Academic journal article Genetics

Molecular Population Genetics of Drosophila Subtelomeric DNA

Academic journal article Genetics

Molecular Population Genetics of Drosophila Subtelomeric DNA

Article excerpt

ABSTRACT

DNA sequence surveys in yeast and humans suggest that the forces shaping telomeric polymorphism and divergence are distinctly more dynamic than those in the euchromatic, gene-rich regions of the chromosomes. However, the generality of this pattern across outbreeding, multicellular eukaryotes has not been determined. To characterize the structure and evolution of Drosophila telomeres, we collected and analyzed molecular population genetics data from the X chromosome subtelomere in 58 lines of North American Drosophila melanogaster and 29 lines of African D. melanogaster. We found that Drosophila subtelomeres exhibit high levels of both structural and substitutional polymorphism relative to linked euchromatic regions. We also observed strikingly different patterns of variation in the North American and African samples. Moreover, our analyses of the polymorphism data identify a localized hotspot of recombination in the most-distal portion of the X subtelomere. While the levels of polymorphism decline sharply and in parallel with rates of crossing over per physical length over the distal first euchromatic megabase pairs of the X chromosome, our data suggest that they rise again sharply in the subtelomeric region ([asymptotically =]80 kbp). These patterns of historical recombination and geographic differentiation indicate that, similar to yeast and humans, Drosophila subtelomeric DNA is evolving very differently from euchromatic DNA.

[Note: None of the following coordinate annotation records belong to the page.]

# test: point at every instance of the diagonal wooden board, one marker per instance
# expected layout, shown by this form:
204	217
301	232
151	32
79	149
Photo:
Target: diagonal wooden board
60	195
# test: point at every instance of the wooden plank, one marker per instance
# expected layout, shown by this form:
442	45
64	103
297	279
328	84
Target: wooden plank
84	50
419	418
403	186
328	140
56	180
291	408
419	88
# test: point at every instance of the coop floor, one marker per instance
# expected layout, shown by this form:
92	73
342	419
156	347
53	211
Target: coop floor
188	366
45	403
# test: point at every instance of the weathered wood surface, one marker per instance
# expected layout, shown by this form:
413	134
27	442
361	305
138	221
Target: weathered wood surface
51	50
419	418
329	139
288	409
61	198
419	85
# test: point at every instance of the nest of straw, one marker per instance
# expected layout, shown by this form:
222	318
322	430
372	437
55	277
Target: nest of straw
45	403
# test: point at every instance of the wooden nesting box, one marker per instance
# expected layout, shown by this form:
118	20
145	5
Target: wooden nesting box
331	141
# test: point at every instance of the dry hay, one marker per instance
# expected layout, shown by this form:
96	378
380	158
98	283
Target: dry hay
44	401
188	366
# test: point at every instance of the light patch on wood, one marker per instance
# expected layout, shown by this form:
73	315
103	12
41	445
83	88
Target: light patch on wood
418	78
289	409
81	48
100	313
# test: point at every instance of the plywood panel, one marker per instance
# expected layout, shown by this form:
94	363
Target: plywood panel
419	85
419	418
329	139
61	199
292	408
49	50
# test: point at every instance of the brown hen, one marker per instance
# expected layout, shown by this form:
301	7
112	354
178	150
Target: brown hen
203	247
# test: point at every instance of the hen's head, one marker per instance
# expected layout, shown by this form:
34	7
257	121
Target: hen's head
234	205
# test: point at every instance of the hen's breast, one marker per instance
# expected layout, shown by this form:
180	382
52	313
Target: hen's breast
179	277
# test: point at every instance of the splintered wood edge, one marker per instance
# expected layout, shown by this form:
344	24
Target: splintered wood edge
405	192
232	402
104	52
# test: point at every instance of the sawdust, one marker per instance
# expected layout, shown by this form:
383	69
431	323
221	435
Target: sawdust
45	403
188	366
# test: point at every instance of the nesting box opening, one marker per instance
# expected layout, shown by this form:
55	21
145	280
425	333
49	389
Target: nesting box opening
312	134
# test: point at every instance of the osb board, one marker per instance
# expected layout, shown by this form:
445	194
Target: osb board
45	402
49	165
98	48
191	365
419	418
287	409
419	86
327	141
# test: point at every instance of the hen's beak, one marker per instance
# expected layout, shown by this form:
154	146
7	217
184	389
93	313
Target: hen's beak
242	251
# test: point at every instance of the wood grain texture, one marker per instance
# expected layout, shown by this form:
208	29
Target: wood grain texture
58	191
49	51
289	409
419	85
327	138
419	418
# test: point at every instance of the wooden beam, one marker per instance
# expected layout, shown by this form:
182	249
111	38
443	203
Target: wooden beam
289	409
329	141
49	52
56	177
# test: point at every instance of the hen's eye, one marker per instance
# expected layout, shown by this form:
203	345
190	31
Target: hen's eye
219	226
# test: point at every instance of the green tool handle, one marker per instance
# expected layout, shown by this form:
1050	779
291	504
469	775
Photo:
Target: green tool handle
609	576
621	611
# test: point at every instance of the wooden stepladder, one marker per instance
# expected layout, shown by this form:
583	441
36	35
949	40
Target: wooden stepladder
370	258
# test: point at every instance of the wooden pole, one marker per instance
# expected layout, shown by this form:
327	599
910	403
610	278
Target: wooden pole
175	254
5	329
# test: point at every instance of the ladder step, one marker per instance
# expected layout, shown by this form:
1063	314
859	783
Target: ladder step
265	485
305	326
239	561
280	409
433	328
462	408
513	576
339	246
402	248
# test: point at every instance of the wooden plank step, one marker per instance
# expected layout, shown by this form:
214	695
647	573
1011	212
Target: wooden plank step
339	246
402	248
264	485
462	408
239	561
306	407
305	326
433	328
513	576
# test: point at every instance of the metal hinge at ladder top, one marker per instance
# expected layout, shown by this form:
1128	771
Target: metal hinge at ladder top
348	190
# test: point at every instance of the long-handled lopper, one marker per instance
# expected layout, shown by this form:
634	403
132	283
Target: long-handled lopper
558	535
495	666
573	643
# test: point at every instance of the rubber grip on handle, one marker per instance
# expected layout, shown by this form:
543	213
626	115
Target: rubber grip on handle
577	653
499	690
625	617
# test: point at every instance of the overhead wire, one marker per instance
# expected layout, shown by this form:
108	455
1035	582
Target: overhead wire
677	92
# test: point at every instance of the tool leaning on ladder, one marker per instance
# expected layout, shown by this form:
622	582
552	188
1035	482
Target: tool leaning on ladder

POPULATION geneticists aspire to understand the evolutionary forces shaping patterns of molecular polymorphism and divergence. The recent increase in the quantity of DNA sequence data from proteincoding regions has led to considerable advances in our understanding of the forces governing the evolution of such regions. For example, genomic surveys have revealed functional variants as well as classes of genes enriched for the signature of natural selection (e.g., Bustamante et al. 2005; Nielsen et al. 2005; Begun et al. 2007). In contrast, regions of the genome containing fewer genes but an increased density of repetitive sequences have been less amenable to population and molecular evolutionary analysis. These regions, typically found adjacent to telomeres and centromeres, are collectively referred to as the heterochromatin. Because heterochromatic DNA is difficult to clone, sequence, and assemble, much less is known about the structure of these regions. Thus, there is almost no foundation for effective population or comparative genomic analyses. Indeed, only recently have researchers begun to identify the sparsely distributed protein-coding sequences embedded in heterochromatin (reviewed in Yasuhara and Wakimoto 2006).

Most population and molecular evolutionary surveys from telomeric regions come from yeast and primates (but see recent work on Arabidopsis in Kuo et al. 2006). These studies show that telomeric DNA is evolving very differently from the gene-rich euchromatin. For example, the telomeric regions of several human chromosomes are dramatically different fromthe corresponding regions in chimpanzees (e.g., Trasket al. 1998), showing large-scale rearrangements, as well as extensive differentiation of highly repeated elements. In addition, the telomeric regions of the human and yeast genomes exhibit unusually high levels of within-species structural and nucleotide polymorphism (see Pryde et al. 1997 and Mefford and Trask 2002 for reviews).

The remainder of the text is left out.